In Jinzhong City, Lan's hometown, pigs sold at about 9.6 yuan per kg before the second half of last month, when the flu broke out. The price dived to 6.2 yuan per kg during the May Day holiday.

The fortunes of China's hog industry have fluctuated drastically since 2006. The serious price fall prompted the central government to launch stimulus policies in 2007, which prompted enthusiastic investment in the sector.

Production greatly expanded in the following two years, slashing prices in the second half of last year as the consumption grew weakly.

Under the stimulus policy, Lan received a subsidy of 48 yuan per year per pig breeding sow and every pig in his barn was insured for 1,000 yuan.

However, Pan Yun, vice president of the Academy of Social Sciences of Shanxi, said the policy focused on the temporary market situation rather than the industry's long-term development.

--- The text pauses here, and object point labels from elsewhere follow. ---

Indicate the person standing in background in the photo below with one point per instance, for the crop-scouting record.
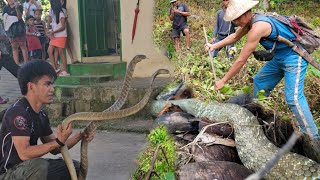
(30, 6)
(6, 60)
(58, 36)
(222, 29)
(178, 15)
(12, 15)
(42, 29)
(34, 44)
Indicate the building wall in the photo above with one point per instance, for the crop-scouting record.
(74, 32)
(143, 41)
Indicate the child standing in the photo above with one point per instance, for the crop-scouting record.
(41, 27)
(58, 36)
(34, 44)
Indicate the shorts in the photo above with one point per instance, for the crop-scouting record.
(35, 54)
(59, 42)
(18, 39)
(43, 41)
(177, 31)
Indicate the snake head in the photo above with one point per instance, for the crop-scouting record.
(161, 71)
(139, 58)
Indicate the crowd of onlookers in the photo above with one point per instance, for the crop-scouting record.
(37, 39)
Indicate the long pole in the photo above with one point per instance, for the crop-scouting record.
(210, 55)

The policy had been in effect for three years, much longer than necessary. It had become a channel for farmers to get money, but its original purpose of regulating the market was not well realized, Pan said.

"The stimulus measures actually sharpened market fluctuation," Pan said.

The government should work out a long-term plan based on the sector's development, covering industrial goals, competitive capacity, production and processing chains, backup policies, and an early warning mechanism covering market demand, price movement and break-even point, Pan said.

Priorities should be given to large pig farms that could withstand risks and were more adaptable to market changes than small farms, Pan added.

The Kunxing Farm in Jiangsu Province employs more than 100 pig raisers, producing about 30,000 pigs every year.

Cost advantages and the brand reputation allowed the farm to earn 0.7 yuan per kg more than independent producers even during this hard time, said owner Du Xiaokun.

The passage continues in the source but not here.